Le ministre wallon de l’Economie, Jean-Claude Marcourt, insiste lui sur le « cynisme, (la) brutalité, (la) cruauté » de l’entreprise et rappelle que « plus de 1.400 emplois avaient déjà été perdus depuis 2013 ». Il a annulé sa participation à la mission économique wallonne prévue au Canada du 6 au 9 septembre et a annoncé que « la légalité et la conformité des décisions prises par Caterpillar » allaient être vérifiées via la Sogepa et des avocats spécialisés. Le ministre-président bruxellois Rudi Vervoort a tenu à manifester sa « solidarité » et assure que sa région « répondra présente pour apporter son concours à la recherche de solutions pour les travailleurs du site ».

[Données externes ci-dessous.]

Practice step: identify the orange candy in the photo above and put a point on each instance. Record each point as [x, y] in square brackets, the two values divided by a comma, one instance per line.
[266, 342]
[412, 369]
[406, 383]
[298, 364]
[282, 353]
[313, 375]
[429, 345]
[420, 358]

La co-présidente d’Ecolo, Zakia Khattabi, fustige elle un « modèle économique qui épuise, qui exploite puis qui jette ». Elle a également une pensée pour les nombreux sous-traitants, qui subiront des « effets en cascades ». Le chef de groupe à la Chambre, Jean-Marc Nollet, parle de « scandale révoltant » et doute des difficultés de l’entreprise, en rappelant le bénéfice avant impôt engrangé par Caterpillar lors des deux derniers exercices.

Pour le cdH, la fermeture est « inacceptable ». La chef de groupe à la Chambre Catherine Fonck demande au ministre de l’Economie Kris Peeters de « s’investir personnellement avec le gouvernement wallon pour sauver des emplois ».

Le PTB juge, par la voix du député Raoul Hedebouw, « inacceptable qu’une fois encore, les profits d’une multinationale passent avant la vie de milliers de gens ». « Qu’on arrête de nous rabâcher que le problème, c’est le coût du travail. A Caterpillar, le problème, c’est le coût du capital! « , ajoute-t-il. Son président, Peter Mertens, rappelle lui que l’entreprise a bénéficié de 61 millions d’euros de réduction d’impôts grâce aux intérêts notionnels et qu’elle réalise d’énormes profits au niveau mondial. « La politique cadeau ne fournit pas d’emplois », constate-t-il.

Côté flamand, le ministre de l’Economie Kris Peeters a témoigné ses encouragements aux travailleurs, parlant de nouvelles « fort regrettables » puis de « tragédie ». Il a pris la direction de Namur en fin de matinée avec le Premier ministre, pour une rencontre avec les représentants syndicaux d’une part et la direction d’autre part, en compagnie de membres de l’exécutif wallon.

Le président du sp.a, John Crombez, a lui évoqué une « terrible nouvelle » qui plonge à nouveau des milliers de familles dans l’incertitude.